South Park Heritage Trail, Raleigh, NC
2. Community Engagement as a Design Driver
Engagement is not simply a box to check. Meaningful dialogue, rooted in listening and mutual respect, is essential to developing ideas that are both innovative and community supported. This trend reflects a growing understanding that design outcomes improve when diverse voices shape the process from the very beginning. It places collaboration at the center of how we plan, design, and build.
Colorado Springs Historic Master Plan - Community Engagement
3. Pedestrian Power
Walkability and human-scaled environments continue to shape where and how people want to live, work, and gather. Streets and public spaces that prioritize movement, social connection, and everyday interaction are becoming essential to vibrant places.
Main Street, Downtown Houston, TX
4. Climate & Wildfire Resilience
Climate impacts are intensifying, and design must respond with strategies that protect people, place, and ecosystem health. This includes fire-smart landscapes, resilient infrastructure, and adaptive ecological planning that anticipates risk while enhancing environmental performance.
UCLA Campus Project
5. Motivational Public Realms
Public spaces are being designed not just for function, but to spark energy, creativity, and collective engagement. These realms invite movement, encourage gathering, and infuse everyday moments with delight. The focus shifts from accommodating activity to inspiring it.

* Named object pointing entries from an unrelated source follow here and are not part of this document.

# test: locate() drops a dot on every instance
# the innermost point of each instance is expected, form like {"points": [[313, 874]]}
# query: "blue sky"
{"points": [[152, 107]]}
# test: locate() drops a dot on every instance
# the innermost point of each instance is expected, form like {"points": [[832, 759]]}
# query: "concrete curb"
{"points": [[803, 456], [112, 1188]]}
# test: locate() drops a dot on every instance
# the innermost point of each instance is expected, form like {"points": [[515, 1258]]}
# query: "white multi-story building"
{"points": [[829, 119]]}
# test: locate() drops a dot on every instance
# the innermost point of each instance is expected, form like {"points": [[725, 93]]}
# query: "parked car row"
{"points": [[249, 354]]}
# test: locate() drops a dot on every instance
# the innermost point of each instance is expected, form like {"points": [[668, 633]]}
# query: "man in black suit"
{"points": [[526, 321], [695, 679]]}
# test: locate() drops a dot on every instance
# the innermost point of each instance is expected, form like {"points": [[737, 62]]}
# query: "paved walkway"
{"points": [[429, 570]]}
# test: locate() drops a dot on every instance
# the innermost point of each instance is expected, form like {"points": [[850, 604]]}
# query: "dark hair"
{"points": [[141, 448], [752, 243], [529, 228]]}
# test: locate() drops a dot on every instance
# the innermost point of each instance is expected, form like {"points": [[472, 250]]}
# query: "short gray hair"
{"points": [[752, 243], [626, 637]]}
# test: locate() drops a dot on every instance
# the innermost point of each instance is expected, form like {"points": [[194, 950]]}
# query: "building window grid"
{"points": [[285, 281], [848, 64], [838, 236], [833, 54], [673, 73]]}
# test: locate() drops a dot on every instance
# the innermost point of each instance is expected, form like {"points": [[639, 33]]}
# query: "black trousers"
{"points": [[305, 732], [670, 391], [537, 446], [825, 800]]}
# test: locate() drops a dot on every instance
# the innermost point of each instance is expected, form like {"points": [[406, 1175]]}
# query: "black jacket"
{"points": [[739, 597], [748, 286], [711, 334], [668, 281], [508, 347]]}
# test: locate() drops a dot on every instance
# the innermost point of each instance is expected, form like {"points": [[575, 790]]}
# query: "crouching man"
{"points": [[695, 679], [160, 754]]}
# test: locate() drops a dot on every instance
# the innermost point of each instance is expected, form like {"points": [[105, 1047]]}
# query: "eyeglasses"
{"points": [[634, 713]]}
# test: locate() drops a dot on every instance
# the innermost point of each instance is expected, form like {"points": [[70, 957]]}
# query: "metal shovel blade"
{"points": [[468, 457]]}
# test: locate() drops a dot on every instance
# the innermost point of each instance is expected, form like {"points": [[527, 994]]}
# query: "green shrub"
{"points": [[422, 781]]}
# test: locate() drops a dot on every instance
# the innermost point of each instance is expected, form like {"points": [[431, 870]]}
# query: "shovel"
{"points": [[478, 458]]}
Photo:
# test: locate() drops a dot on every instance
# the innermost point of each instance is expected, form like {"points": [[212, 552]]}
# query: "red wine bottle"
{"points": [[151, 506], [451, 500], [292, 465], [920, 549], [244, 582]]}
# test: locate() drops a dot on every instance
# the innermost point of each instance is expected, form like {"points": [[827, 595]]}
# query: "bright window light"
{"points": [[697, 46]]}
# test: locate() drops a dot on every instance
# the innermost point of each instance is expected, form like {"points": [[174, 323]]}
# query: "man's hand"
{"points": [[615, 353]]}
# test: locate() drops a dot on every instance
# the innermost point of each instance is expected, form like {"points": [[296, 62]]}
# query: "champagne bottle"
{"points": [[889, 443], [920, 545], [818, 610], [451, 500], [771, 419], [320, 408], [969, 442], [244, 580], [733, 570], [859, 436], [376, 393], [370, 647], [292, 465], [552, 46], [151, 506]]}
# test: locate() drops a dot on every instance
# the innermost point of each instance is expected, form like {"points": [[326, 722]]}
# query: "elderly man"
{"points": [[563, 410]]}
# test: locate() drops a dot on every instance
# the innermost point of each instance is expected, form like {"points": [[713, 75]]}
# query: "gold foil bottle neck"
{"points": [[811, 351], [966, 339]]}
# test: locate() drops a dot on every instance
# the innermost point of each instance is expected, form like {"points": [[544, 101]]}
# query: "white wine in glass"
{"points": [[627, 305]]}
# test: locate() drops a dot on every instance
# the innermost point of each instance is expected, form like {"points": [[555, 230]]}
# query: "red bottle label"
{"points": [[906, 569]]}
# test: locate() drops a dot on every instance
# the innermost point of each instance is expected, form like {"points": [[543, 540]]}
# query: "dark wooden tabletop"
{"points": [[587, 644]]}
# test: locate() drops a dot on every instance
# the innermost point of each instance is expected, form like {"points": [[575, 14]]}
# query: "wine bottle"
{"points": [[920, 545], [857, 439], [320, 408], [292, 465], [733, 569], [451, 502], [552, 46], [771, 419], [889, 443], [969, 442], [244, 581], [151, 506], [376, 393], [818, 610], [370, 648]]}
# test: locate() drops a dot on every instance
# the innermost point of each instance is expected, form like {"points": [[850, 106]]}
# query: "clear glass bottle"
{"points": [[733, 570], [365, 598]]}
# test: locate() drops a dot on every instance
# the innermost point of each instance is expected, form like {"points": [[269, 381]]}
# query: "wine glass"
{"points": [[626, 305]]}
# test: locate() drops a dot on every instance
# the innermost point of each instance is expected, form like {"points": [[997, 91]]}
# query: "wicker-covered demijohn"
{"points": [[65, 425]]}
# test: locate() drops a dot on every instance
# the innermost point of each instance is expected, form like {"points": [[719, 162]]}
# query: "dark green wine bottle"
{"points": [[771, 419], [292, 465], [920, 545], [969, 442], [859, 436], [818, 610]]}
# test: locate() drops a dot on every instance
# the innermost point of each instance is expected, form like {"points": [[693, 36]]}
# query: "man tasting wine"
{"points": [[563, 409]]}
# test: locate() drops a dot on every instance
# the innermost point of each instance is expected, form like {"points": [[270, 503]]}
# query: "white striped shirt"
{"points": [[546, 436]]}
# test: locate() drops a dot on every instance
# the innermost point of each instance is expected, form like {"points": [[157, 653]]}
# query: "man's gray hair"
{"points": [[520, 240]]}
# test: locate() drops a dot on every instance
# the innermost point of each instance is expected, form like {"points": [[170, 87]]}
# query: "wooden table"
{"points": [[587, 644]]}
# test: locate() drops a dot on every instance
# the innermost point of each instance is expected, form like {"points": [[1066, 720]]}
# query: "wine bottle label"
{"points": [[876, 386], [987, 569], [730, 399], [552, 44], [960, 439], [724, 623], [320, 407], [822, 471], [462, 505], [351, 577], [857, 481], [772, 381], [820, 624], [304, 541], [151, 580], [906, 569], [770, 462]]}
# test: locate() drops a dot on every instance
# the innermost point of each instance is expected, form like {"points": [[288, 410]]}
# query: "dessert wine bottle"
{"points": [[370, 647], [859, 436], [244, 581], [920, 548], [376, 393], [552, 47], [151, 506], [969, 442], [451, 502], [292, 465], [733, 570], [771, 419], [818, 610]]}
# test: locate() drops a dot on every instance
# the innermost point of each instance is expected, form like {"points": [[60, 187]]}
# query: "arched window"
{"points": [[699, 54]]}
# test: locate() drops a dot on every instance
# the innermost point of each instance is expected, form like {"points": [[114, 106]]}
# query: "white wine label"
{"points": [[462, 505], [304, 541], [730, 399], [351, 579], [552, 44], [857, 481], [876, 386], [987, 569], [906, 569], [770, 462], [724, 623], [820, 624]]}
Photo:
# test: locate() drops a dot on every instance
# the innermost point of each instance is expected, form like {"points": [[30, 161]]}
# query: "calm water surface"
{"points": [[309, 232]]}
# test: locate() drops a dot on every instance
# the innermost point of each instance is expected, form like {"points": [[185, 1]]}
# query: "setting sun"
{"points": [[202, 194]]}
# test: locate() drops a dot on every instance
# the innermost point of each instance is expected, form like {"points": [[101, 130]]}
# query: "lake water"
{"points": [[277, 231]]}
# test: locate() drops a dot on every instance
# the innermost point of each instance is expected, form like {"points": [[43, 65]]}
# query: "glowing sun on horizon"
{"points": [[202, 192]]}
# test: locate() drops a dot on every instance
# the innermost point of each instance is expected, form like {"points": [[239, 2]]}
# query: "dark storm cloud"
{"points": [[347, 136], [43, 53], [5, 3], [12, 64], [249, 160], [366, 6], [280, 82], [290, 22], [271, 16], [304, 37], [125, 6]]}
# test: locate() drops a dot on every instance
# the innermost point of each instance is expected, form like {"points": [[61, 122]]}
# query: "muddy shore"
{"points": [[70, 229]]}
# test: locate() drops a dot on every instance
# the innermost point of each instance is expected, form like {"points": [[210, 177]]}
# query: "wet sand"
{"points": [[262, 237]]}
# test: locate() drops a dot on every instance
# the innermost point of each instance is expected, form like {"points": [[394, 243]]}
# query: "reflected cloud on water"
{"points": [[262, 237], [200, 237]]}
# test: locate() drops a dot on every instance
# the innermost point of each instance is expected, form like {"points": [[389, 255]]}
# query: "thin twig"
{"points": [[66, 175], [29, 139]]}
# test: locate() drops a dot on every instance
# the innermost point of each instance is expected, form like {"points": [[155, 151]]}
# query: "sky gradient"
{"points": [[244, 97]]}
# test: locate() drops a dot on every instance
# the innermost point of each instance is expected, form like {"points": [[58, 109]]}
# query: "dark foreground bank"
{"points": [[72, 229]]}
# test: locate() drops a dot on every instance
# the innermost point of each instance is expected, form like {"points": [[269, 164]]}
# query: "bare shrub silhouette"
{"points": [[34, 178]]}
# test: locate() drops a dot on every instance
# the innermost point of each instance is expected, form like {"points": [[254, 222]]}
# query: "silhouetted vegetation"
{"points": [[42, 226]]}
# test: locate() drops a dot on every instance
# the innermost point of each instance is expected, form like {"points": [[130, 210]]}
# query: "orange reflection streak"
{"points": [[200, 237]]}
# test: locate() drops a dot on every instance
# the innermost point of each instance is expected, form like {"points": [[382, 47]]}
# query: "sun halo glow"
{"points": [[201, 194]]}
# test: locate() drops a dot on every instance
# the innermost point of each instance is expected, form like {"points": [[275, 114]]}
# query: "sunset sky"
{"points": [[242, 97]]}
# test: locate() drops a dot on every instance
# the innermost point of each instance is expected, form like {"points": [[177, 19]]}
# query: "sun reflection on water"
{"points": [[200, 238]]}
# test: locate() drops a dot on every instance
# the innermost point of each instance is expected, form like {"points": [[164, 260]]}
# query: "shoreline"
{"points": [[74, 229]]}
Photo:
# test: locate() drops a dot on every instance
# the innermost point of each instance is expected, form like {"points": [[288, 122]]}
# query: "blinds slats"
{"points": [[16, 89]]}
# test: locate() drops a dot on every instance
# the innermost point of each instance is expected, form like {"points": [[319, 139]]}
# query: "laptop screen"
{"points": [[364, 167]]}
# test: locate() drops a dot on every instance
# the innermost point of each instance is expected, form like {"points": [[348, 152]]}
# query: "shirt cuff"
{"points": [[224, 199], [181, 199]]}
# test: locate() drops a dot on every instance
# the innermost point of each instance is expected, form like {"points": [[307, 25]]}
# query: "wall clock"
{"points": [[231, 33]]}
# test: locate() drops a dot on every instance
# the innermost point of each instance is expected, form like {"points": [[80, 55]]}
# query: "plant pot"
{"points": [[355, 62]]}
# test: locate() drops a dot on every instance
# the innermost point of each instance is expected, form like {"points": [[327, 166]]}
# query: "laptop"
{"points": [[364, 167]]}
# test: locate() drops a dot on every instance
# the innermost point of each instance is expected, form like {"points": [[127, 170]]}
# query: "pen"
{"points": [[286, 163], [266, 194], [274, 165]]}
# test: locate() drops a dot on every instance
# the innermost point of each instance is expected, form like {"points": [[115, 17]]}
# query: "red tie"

A-Street Promenade, Bentonville, AR
6. AI-Driven Design
Artificial intelligence is transforming how design questions are asked and answered. Tools that support predictive modeling, sentiment analysis, and data visualization are helping teams anticipate needs, personalize dialogue, and accelerate sustainable design solutions. AI does not replace human judgment; it extends insight and supports deeper understanding.